With all my woodworking equipment squared away in the new cabinet wall my attention moved to the pile of auto parts, oil, and lawnmower parts. All of these parts are dirty, oily, and unpleasant. I do not want them anywhere near my woodworking tools. Since I do have a woodshop, I decided to build a full height storage cabinet for just these parts.
A full height cabinet is no different from a normal cabinet. The construction methods are the same. The full size cabinet is just taller. It can be built by stacking two cabinets on top of each other, or as a single unit.

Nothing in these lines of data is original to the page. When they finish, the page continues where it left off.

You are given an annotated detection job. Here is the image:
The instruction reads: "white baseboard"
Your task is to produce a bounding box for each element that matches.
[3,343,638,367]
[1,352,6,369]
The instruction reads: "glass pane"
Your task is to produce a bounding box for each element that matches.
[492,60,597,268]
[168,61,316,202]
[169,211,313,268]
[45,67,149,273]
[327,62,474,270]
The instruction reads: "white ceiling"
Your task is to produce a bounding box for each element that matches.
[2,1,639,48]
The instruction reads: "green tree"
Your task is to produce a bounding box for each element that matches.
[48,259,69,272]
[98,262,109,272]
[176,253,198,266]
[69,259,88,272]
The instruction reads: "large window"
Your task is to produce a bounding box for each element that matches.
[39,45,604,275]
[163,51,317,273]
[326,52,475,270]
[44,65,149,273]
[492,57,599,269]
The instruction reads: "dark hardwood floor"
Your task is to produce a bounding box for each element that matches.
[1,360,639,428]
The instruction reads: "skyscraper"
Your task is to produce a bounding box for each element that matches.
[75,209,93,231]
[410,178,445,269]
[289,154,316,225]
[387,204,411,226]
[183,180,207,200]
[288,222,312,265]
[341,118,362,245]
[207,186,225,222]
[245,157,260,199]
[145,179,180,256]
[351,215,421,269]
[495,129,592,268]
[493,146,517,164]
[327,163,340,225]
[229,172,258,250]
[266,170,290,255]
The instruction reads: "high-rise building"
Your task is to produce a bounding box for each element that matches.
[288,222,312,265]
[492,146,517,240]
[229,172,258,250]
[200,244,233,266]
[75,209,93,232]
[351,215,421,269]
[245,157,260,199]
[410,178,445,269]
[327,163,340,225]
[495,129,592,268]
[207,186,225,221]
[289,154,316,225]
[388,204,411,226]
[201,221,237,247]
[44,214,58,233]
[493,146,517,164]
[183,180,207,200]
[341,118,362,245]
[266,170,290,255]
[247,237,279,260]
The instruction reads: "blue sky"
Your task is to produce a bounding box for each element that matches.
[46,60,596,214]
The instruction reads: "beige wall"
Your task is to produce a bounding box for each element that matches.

I opted for the single unit design for strength. The floor at the location the cabinet is going to be installed at sometimes gets wet. Hanging the cabinet on the wall and leaving a gap at the bottom avoids having to worry about getting the cabinet wet. This design also makes it much easier to sweep the floor.
The design calls for two compartments; on top of one another. Each section has its own pair of doors. This layout avoids having fragile one-piece 7ft doors in a garage environment. The two compartments also allow me to separate my parts. The big canisters go in the bottom, and the small parts in the top. The center divider also adds rigidity to the carcass. Since the other shelves are fixed in place, this design detail is not a necessity. If I had used floating shelves I would have thought long and hard about fixing at least one of them in place.

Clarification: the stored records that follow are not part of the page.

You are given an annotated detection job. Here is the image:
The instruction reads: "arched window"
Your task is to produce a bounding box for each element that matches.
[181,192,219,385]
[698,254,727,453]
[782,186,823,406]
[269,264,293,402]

Construction begins with building the carcass from pre-finished 3/4 plywood. The cabinet calculator will produce a cut list for the project.

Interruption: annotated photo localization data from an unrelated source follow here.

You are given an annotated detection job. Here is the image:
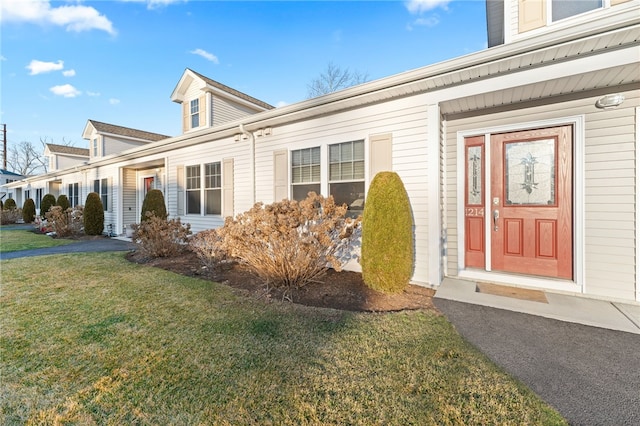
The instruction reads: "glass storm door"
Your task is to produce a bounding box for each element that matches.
[464,126,573,280]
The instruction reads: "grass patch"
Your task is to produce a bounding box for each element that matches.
[0,228,74,253]
[1,253,567,425]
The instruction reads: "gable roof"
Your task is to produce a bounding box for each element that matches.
[45,143,90,157]
[171,68,275,111]
[84,120,171,142]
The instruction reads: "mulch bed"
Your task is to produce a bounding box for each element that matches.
[126,250,436,313]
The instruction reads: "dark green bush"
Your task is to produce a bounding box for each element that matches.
[56,194,70,211]
[40,193,56,215]
[361,172,414,294]
[22,199,36,223]
[140,189,167,222]
[83,192,104,236]
[4,198,17,210]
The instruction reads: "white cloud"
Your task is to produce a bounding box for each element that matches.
[407,16,440,30]
[50,84,81,98]
[87,91,101,97]
[190,48,219,63]
[109,98,121,105]
[26,59,64,75]
[276,101,289,108]
[0,55,6,61]
[119,0,185,10]
[1,0,116,35]
[62,69,76,77]
[405,0,451,14]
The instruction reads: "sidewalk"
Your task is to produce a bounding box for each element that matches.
[0,237,135,260]
[435,277,640,334]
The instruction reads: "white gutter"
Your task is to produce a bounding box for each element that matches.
[239,123,256,205]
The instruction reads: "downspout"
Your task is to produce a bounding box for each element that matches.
[239,123,256,205]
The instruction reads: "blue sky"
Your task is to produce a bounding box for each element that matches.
[1,0,487,149]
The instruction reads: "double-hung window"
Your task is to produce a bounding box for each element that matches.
[190,99,200,129]
[68,183,79,207]
[93,178,109,210]
[35,188,43,210]
[205,162,221,215]
[186,165,201,214]
[92,138,99,157]
[329,140,365,216]
[291,147,321,201]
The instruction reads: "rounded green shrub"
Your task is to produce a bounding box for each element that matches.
[56,194,70,211]
[83,192,104,235]
[140,189,167,222]
[361,172,414,294]
[4,198,17,210]
[22,198,36,223]
[40,193,56,215]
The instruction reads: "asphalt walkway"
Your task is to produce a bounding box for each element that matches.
[435,279,640,425]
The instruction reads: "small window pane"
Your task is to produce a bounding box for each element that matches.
[329,181,365,218]
[205,189,221,215]
[552,0,601,21]
[187,191,201,214]
[292,184,321,202]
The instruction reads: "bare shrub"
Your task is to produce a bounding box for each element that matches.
[0,208,23,225]
[217,192,361,289]
[190,228,227,270]
[45,206,84,238]
[132,213,192,259]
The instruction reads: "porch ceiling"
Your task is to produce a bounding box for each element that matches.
[439,62,640,115]
[124,158,165,170]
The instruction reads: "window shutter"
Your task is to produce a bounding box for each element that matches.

Just as shown on the cabinet calculator page, dados must be created in the sides, top, and bottom. These dado joints create a sturdy carcass. Glue and screws driven through the sides hold it all together. If you do not want any fasteners to show, you can skip the screws. The cabinet is plenty strong without them.
The shelves have a 1" solid polar face strip for strength and esthetics.They are fixed in place using strips of polar on each side. The face frame is made from the same poplar stock. It is attached with glue and nails. Details on how exactly this is done can be found here.
The doors are made using rail&stile construction. You can read about it here. The top doors, which are larger, required 3 hinges a side. The lower doors get by with only two.
The cabinet is attached to the wall with 6 3" screws driven through the back of the cabinet into the studs in the wall. The cabinet's 3/4" back and sides allow it to support many hundreds of pounds. The shear and pullout strength of the screws I used is measure in thousands of pounds. All of this add up to one rock-solid cabinet. It has to be. We don't want it to tip when fully loaded, or a child tries to climb it.
Once the hardware arrives I will add the drawer pulls and locks. The cabinet does not store any valuables, but it does contain substances harmful to curious kids.
This cabinet is one of the most useful additions to my garage. It keeps the dust out of the oil drain pan. Woodworking and car parts don't mix. When they do, they leave a mess. My new cabinet makes sure that never happens.